Çocukluğumun geçtiği 80’lerin o dönem Ankara’sında en net hatırladığım gıda firmalarından biri bizim eve yaklaşık 300 metre uzaklıktaki baba dostu ‘Abdurrahman Tatlıcı’ olmuştur. Uzun zaman sonra bir gıda fuarı münasebetiyle Abdurrahman Tatlıcı standına uğradığımda, şimdiki yönetiminde olan Abdurrahman Bey’le tanışarak babamı ve o dönem Ankara’sını konuştuk.
1978 yılında, henüz 12-13 yaşlarında, ilkokulu yeni bitirmiş biri olarak, zorunlu gelişimizle başlayan bir Ankara hikâyesinden size bahsetmek istiyorum. O dönemi bilen varsa, çok da sakin bir il sayılmazdı Ankara. Bu hikâyenin ana kahramanı,40 yaşlarında ve 8 çocuk sahibi olan rahmetli babam, o dönem Ankara Dil Tarih Coğrafya Fakültesi’ni kazanıyor. İşte babamın üniversiteyi kazanmasıyla başlayan ve 8 kardeşle birlikte ailecek Ankara’ya zorunlu bir şekilde gelişimizle devam eden bir hikâye bu. Elbette çok memnun değildik bu gelişimizden. O dönemin Ankara’sı hem çok tanımadığımız bir il hem de bizim geldiğimiz güneydoğunun ikliminden çok farklı bir yer.

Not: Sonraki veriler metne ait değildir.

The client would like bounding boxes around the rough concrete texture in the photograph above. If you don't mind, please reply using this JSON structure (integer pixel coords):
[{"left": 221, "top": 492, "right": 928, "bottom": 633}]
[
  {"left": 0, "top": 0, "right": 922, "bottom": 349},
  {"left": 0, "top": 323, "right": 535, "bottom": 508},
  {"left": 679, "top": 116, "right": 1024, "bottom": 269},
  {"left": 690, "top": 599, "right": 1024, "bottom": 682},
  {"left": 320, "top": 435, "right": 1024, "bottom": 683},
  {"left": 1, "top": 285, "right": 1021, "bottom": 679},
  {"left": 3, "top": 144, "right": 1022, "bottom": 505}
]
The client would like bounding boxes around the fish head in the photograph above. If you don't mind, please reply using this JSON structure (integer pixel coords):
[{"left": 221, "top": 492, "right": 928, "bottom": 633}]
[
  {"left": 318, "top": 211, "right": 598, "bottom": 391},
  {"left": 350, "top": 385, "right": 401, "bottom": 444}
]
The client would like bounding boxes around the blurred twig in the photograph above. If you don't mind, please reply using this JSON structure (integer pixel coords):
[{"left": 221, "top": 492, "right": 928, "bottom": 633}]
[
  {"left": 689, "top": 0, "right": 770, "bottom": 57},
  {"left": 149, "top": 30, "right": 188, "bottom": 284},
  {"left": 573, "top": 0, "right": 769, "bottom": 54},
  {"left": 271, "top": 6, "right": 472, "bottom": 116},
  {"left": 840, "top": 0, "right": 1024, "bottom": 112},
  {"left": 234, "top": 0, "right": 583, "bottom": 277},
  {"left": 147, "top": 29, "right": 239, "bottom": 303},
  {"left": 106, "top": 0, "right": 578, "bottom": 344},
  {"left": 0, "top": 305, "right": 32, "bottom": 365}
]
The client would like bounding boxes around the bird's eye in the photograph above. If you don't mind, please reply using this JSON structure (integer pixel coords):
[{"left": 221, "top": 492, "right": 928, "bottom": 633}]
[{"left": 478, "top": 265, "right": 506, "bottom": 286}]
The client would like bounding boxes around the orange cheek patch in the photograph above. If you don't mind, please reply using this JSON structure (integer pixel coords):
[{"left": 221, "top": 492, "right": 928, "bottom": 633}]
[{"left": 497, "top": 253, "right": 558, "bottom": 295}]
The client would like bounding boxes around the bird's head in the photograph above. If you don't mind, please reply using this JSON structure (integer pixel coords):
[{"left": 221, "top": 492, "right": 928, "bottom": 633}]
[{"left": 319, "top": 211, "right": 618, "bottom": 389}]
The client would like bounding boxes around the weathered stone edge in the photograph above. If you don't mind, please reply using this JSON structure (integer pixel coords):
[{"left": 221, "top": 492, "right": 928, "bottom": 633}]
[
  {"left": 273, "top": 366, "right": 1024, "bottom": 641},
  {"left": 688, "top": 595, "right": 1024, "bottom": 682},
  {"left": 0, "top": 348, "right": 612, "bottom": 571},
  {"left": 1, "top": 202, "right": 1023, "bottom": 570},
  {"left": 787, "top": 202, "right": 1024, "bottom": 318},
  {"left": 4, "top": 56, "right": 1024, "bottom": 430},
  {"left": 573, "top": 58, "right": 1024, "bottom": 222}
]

Bu gelişimiz bizim için doğup büyüdüğümüz topraklardan zorunlu bir ayrılış olduğundan, adaptasyon sorunu da yaşamıyor değildik. Memuriyetini de Ankara’ya taşıyan babam bir memur maaşıyla kocaman 10 kişilik bir aileyi geçindirmeye çalışıyordu. Bir seneyi geçmeden de bu sayı 11 oldu ve biz 9 kardeş olarak Ankara’nın zorlu şartlarında yaşamaya çalışıyorduk. Babamın maaşı ancak evin kirasına yetiyordu. Rahmetli babam anlatmıştı, oturduğumuz binanın girişinde ticaret yapan ev sahibi bir gün babama,“yahu hocam sen ne kadar maaş alıyorsun” dediğinde ise babam bordrosunu göstererek maaşının sadece kiraya yettiğini söylemiş ve Allah rahmet eylesin Agâh Amca da çok üzülmüştü. Rahmetli babamın o bölgede çok tanıyanı ve seveni vardı. İşte o dönem bu zorlu şartlar altında hatırladığım en güzel şeylerden biri, babamın dostlarından ve yakınımızda olan, tahini ve helvasıyla meşhur ‘Abdurrahman Tatlıcı’ idi.

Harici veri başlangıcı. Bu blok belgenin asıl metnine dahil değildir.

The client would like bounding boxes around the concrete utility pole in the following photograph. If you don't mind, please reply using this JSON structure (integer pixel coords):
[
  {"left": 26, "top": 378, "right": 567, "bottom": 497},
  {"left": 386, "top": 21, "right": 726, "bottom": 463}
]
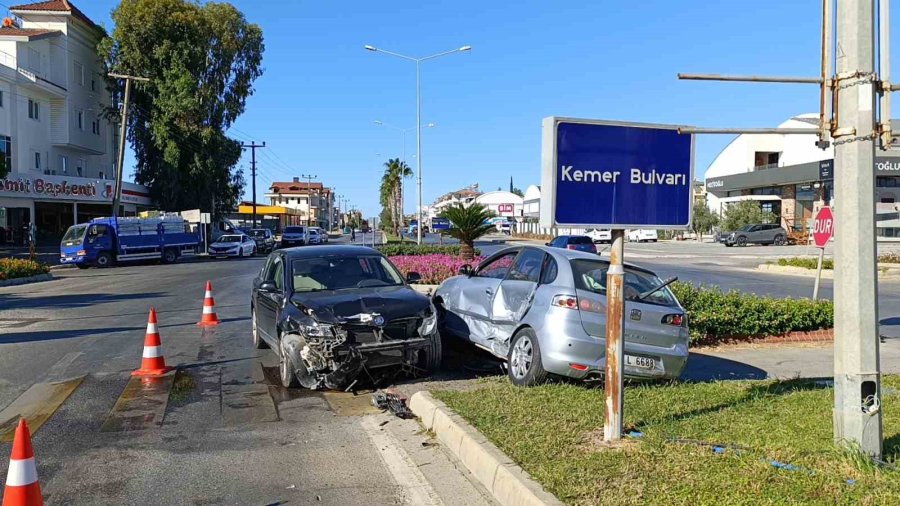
[
  {"left": 832, "top": 0, "right": 882, "bottom": 458},
  {"left": 604, "top": 229, "right": 626, "bottom": 441},
  {"left": 241, "top": 141, "right": 266, "bottom": 229},
  {"left": 302, "top": 174, "right": 317, "bottom": 226},
  {"left": 109, "top": 73, "right": 149, "bottom": 218}
]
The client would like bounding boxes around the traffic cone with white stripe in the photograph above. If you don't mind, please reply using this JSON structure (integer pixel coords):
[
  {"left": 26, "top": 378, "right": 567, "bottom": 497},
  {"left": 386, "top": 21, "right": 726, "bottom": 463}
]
[
  {"left": 2, "top": 419, "right": 42, "bottom": 506},
  {"left": 132, "top": 308, "right": 173, "bottom": 377},
  {"left": 197, "top": 281, "right": 219, "bottom": 327}
]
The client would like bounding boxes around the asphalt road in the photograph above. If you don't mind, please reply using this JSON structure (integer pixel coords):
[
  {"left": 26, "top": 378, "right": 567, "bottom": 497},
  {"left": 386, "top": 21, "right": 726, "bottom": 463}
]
[{"left": 0, "top": 257, "right": 495, "bottom": 505}]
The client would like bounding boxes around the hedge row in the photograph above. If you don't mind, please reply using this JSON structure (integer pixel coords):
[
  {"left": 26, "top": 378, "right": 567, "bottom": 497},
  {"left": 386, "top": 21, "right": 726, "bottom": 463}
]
[
  {"left": 390, "top": 254, "right": 484, "bottom": 285},
  {"left": 377, "top": 243, "right": 480, "bottom": 257},
  {"left": 776, "top": 257, "right": 834, "bottom": 270},
  {"left": 670, "top": 282, "right": 833, "bottom": 344},
  {"left": 0, "top": 258, "right": 49, "bottom": 281}
]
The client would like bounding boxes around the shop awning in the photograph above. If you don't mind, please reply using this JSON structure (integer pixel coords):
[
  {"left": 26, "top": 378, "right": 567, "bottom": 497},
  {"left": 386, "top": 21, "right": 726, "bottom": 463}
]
[{"left": 237, "top": 205, "right": 301, "bottom": 215}]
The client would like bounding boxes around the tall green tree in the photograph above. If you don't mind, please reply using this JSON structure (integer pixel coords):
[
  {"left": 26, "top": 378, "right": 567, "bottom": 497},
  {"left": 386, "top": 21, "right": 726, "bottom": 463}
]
[
  {"left": 691, "top": 202, "right": 720, "bottom": 241},
  {"left": 441, "top": 203, "right": 496, "bottom": 260},
  {"left": 379, "top": 158, "right": 412, "bottom": 235},
  {"left": 99, "top": 0, "right": 264, "bottom": 217},
  {"left": 722, "top": 200, "right": 776, "bottom": 231}
]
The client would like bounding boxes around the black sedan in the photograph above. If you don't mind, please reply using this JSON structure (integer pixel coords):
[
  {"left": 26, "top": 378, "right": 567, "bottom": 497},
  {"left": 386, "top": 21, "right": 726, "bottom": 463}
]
[{"left": 251, "top": 245, "right": 441, "bottom": 390}]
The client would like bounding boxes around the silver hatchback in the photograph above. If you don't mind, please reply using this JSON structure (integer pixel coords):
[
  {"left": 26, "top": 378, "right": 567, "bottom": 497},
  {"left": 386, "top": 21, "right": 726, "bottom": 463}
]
[{"left": 433, "top": 246, "right": 689, "bottom": 386}]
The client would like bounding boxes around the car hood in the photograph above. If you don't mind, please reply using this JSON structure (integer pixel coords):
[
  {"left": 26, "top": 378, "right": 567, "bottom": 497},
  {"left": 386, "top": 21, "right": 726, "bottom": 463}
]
[
  {"left": 291, "top": 285, "right": 430, "bottom": 324},
  {"left": 211, "top": 242, "right": 239, "bottom": 247}
]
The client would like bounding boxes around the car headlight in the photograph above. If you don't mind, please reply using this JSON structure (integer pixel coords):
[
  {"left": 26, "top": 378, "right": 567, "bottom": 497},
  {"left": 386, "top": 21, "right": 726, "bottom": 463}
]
[
  {"left": 419, "top": 304, "right": 438, "bottom": 335},
  {"left": 302, "top": 322, "right": 334, "bottom": 337}
]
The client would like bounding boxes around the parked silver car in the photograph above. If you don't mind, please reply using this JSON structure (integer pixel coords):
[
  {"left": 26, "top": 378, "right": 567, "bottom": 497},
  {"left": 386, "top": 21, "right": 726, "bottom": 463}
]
[
  {"left": 720, "top": 223, "right": 787, "bottom": 247},
  {"left": 433, "top": 246, "right": 689, "bottom": 386}
]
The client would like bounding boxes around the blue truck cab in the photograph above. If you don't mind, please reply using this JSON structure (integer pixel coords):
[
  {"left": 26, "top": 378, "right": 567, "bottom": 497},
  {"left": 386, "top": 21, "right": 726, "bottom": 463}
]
[{"left": 60, "top": 214, "right": 201, "bottom": 268}]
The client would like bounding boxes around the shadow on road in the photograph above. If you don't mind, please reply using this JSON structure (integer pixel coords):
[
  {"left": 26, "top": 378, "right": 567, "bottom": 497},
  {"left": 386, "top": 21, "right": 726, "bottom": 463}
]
[
  {"left": 0, "top": 292, "right": 166, "bottom": 311},
  {"left": 0, "top": 325, "right": 142, "bottom": 344},
  {"left": 679, "top": 352, "right": 769, "bottom": 381}
]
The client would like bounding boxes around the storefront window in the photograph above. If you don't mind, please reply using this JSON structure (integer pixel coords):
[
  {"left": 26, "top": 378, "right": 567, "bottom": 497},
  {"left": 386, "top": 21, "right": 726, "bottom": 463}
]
[
  {"left": 877, "top": 176, "right": 900, "bottom": 188},
  {"left": 795, "top": 184, "right": 816, "bottom": 201},
  {"left": 750, "top": 186, "right": 783, "bottom": 196}
]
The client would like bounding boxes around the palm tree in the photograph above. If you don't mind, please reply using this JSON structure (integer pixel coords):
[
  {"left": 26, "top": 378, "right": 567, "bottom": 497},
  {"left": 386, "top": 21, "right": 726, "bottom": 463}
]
[
  {"left": 381, "top": 158, "right": 413, "bottom": 236},
  {"left": 441, "top": 203, "right": 496, "bottom": 260}
]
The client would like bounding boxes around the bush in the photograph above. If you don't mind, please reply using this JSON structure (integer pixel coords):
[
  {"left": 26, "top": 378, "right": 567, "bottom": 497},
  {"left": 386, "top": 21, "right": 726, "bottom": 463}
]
[
  {"left": 776, "top": 257, "right": 834, "bottom": 270},
  {"left": 0, "top": 258, "right": 50, "bottom": 281},
  {"left": 389, "top": 254, "right": 484, "bottom": 285},
  {"left": 880, "top": 252, "right": 900, "bottom": 264},
  {"left": 377, "top": 244, "right": 479, "bottom": 257},
  {"left": 670, "top": 282, "right": 833, "bottom": 344}
]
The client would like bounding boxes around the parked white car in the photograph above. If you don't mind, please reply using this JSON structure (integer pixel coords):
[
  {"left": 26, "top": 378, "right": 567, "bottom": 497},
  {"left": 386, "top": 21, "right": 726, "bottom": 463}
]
[
  {"left": 307, "top": 228, "right": 322, "bottom": 245},
  {"left": 208, "top": 234, "right": 256, "bottom": 258},
  {"left": 585, "top": 229, "right": 612, "bottom": 243},
  {"left": 628, "top": 229, "right": 658, "bottom": 243}
]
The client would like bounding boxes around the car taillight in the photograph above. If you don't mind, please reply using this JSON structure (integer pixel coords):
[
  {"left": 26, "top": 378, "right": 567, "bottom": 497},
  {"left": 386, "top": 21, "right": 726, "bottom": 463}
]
[
  {"left": 578, "top": 298, "right": 605, "bottom": 313},
  {"left": 551, "top": 294, "right": 578, "bottom": 309},
  {"left": 662, "top": 314, "right": 686, "bottom": 327},
  {"left": 566, "top": 244, "right": 577, "bottom": 250}
]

80’lerin Ankara’sı ve çocukluğum
Ankara’ya her ailemi ziyarete gittiğimde Abdurrahman Tatlıcı’nın Samanpazarı’ndaki yerine uğrar helvasından ve özellikle tahininden alırım. Bence Ankara’da helva demek Abdurrahman Tatlıcı demektir. Gerçekten o dönemler çok lezzetli geliyordu bana.Sonraki yıllarda da bu lezzeti birkaç yerin dışında başka yerde bulamadım desem yanlış olmaz sanırım. Belki şimdiye kadar bile yemediğim, içinde hiçbir şekilde suni tatlandırıcı ve yapay gıda maddesi olmayan, inanılmaz kalite ve lezzette bir helvadan bahsediyorum. Aslında efsane bir marka olan Abdurrahman Tatlıcı’ya, sadece helvası için değil, tahinive diğer ürünleri ile muhteşem ürünler üreten bir tatlı fabrikası ve tahin helvasının tadına bir kez baktıktan sonra başka helva yememeye karar verdiren bir markadiyebilirim.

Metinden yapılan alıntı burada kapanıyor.